Cantor is also active in the animal protectionist movement and is Vice President of "CHAI: Concern for Helping Animals in Israel," founded by Nina Natelson in 1984 to assist the Israeli animal welfare community in improving conditions for domestic animals in a country with only a few SPCAs and many immigrant communities with no tradition of animal protection and an ongoing war situation. It drafted Israel's animal protection law; conducted several humane education programs (including one for Jewish and Arab children at the Tel Aviv SPCA), site of the IB. Singer Humane Education Center which it built; and held important conferences, including one for educators on the links between the abuse of animals, domestic violence, and the criminal behavior of adults who tortured animals as children, and another on alternatives to the use of animals in experimentation.

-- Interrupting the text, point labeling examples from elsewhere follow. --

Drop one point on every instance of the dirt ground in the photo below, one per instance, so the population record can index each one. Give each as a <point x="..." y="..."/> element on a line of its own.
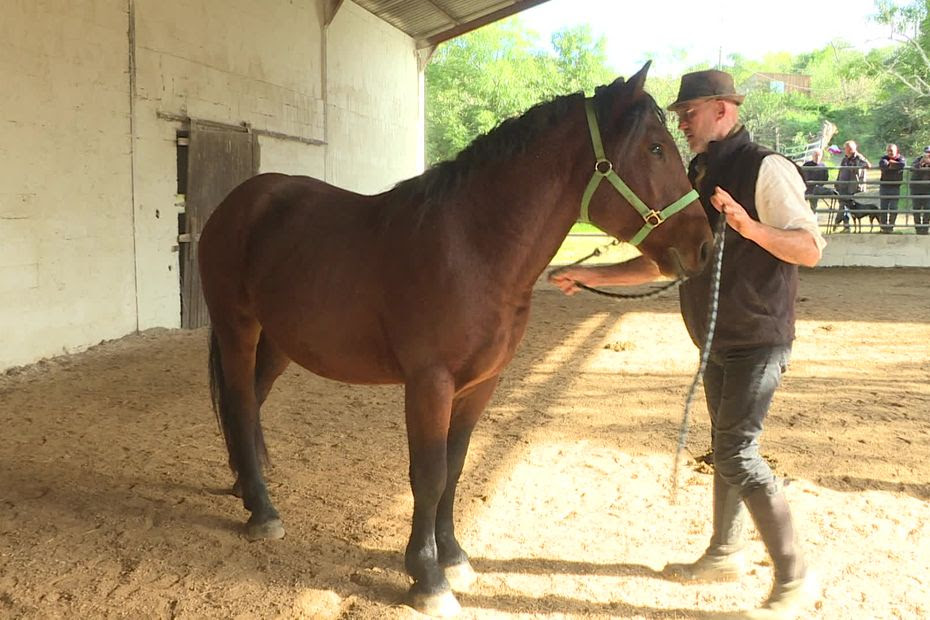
<point x="113" y="479"/>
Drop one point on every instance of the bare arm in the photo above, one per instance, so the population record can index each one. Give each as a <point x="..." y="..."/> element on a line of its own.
<point x="638" y="270"/>
<point x="795" y="246"/>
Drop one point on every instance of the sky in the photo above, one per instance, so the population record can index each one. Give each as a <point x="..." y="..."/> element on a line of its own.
<point x="679" y="33"/>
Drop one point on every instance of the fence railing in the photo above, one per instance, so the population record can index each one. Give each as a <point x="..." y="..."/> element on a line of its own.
<point x="890" y="206"/>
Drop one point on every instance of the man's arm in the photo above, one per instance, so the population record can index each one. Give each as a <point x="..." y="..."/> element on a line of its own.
<point x="796" y="246"/>
<point x="638" y="270"/>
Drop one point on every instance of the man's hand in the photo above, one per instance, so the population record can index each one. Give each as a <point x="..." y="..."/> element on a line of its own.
<point x="736" y="215"/>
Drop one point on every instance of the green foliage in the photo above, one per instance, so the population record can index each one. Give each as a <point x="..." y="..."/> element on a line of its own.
<point x="476" y="81"/>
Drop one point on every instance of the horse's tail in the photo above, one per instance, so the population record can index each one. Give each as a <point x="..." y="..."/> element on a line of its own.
<point x="217" y="387"/>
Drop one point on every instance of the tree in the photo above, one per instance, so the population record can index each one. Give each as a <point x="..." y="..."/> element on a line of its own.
<point x="475" y="81"/>
<point x="909" y="26"/>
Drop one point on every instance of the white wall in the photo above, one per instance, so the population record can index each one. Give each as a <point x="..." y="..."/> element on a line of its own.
<point x="374" y="113"/>
<point x="66" y="242"/>
<point x="874" y="250"/>
<point x="88" y="222"/>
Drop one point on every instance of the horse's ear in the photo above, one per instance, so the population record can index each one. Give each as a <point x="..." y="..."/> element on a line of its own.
<point x="638" y="80"/>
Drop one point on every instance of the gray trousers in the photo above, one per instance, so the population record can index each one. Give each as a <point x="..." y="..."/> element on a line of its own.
<point x="739" y="385"/>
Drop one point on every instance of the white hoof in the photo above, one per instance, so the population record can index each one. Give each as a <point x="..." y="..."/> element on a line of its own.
<point x="460" y="576"/>
<point x="442" y="605"/>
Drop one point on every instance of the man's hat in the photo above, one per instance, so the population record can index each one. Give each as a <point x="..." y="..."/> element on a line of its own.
<point x="701" y="85"/>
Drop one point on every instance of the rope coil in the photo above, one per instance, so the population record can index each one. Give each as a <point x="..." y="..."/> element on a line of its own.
<point x="719" y="235"/>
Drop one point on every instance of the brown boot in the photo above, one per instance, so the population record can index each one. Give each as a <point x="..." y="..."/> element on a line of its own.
<point x="795" y="586"/>
<point x="723" y="560"/>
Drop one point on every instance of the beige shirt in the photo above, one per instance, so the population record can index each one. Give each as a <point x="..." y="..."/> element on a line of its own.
<point x="780" y="200"/>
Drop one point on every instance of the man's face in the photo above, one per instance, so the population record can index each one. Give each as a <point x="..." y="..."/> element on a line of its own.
<point x="697" y="121"/>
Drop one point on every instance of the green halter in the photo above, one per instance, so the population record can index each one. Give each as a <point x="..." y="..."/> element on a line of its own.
<point x="604" y="169"/>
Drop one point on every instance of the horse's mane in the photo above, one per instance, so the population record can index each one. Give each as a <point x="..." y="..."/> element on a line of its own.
<point x="509" y="139"/>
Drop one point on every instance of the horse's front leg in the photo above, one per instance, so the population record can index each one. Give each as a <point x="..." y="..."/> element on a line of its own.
<point x="428" y="407"/>
<point x="465" y="413"/>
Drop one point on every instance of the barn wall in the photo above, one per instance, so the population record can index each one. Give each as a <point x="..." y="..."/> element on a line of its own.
<point x="66" y="242"/>
<point x="226" y="61"/>
<point x="88" y="204"/>
<point x="374" y="116"/>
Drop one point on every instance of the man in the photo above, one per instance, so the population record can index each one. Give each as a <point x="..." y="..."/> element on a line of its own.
<point x="850" y="180"/>
<point x="815" y="174"/>
<point x="771" y="231"/>
<point x="892" y="165"/>
<point x="920" y="190"/>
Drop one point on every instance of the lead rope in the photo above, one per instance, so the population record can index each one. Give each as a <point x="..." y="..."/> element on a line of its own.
<point x="719" y="235"/>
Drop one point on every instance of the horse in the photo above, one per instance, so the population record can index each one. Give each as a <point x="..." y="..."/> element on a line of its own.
<point x="429" y="285"/>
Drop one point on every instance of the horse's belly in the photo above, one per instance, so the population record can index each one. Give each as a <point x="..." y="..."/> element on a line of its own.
<point x="353" y="358"/>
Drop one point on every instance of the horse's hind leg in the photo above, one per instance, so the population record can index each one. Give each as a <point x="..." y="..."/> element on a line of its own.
<point x="465" y="413"/>
<point x="270" y="362"/>
<point x="428" y="407"/>
<point x="238" y="410"/>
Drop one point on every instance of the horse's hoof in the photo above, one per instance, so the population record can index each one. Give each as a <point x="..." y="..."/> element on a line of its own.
<point x="441" y="605"/>
<point x="460" y="576"/>
<point x="273" y="529"/>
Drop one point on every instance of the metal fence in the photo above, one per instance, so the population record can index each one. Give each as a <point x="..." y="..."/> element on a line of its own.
<point x="887" y="207"/>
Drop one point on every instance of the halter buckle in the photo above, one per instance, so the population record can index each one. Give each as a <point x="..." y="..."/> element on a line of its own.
<point x="653" y="218"/>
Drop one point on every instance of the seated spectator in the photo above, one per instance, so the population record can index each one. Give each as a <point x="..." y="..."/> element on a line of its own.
<point x="815" y="174"/>
<point x="892" y="164"/>
<point x="920" y="190"/>
<point x="850" y="181"/>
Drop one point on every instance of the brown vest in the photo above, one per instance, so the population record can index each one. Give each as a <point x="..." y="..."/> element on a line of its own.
<point x="757" y="290"/>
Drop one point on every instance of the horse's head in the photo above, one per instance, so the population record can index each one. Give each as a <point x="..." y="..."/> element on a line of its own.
<point x="653" y="206"/>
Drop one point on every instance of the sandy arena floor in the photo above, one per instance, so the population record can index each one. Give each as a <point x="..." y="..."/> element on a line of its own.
<point x="113" y="479"/>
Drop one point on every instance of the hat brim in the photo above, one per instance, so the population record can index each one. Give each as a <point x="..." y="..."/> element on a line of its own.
<point x="678" y="105"/>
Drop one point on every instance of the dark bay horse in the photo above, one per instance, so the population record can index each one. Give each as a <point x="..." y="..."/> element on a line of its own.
<point x="428" y="285"/>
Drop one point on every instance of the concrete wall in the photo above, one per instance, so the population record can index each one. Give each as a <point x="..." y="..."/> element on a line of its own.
<point x="66" y="236"/>
<point x="874" y="250"/>
<point x="88" y="215"/>
<point x="374" y="119"/>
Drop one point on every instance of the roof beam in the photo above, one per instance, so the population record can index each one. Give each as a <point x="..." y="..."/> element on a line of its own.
<point x="506" y="10"/>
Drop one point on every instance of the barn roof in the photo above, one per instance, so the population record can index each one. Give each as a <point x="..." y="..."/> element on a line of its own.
<point x="430" y="22"/>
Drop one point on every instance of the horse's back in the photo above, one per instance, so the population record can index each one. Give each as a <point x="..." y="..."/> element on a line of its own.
<point x="302" y="258"/>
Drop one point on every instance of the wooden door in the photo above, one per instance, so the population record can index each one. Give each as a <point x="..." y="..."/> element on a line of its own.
<point x="218" y="159"/>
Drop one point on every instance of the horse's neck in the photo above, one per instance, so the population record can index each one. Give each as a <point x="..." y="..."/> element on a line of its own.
<point x="520" y="212"/>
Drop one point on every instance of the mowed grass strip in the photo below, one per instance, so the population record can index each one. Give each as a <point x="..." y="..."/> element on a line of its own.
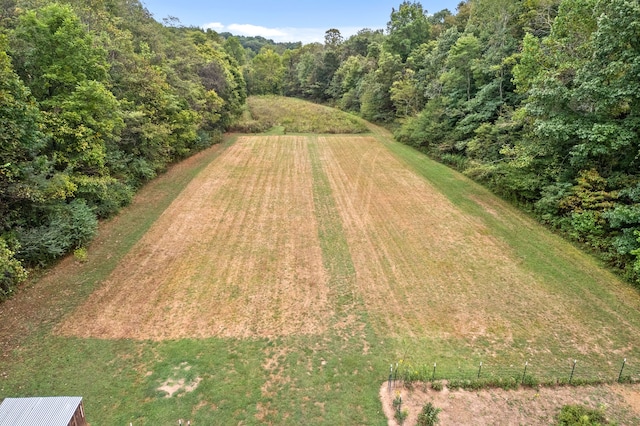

CHAI built a shelter in Tiberias, maintains a mobile spay-neuter program and a horse rehabilitation program. It and its Israeli sister organization, HAKOL CHAI, rescued countless dogs and cats hurt or abandoned in the attacks on Sderot. The late Rep. Tom Lantos, who served on CHAI's Advisory Board, was a warm supporter of its work, as was Nobel Prize winner Isaac Bashevis Singer. Cantor wrote a 10-lesson Humane Education unit drawing entirely on Jewish sources, which forbade cruelty to animals (though Judaism permitted slaughtering for food, Jewish law required that the process was to be as close to painless as possible; this situation does not largely obtain today, especially in South America).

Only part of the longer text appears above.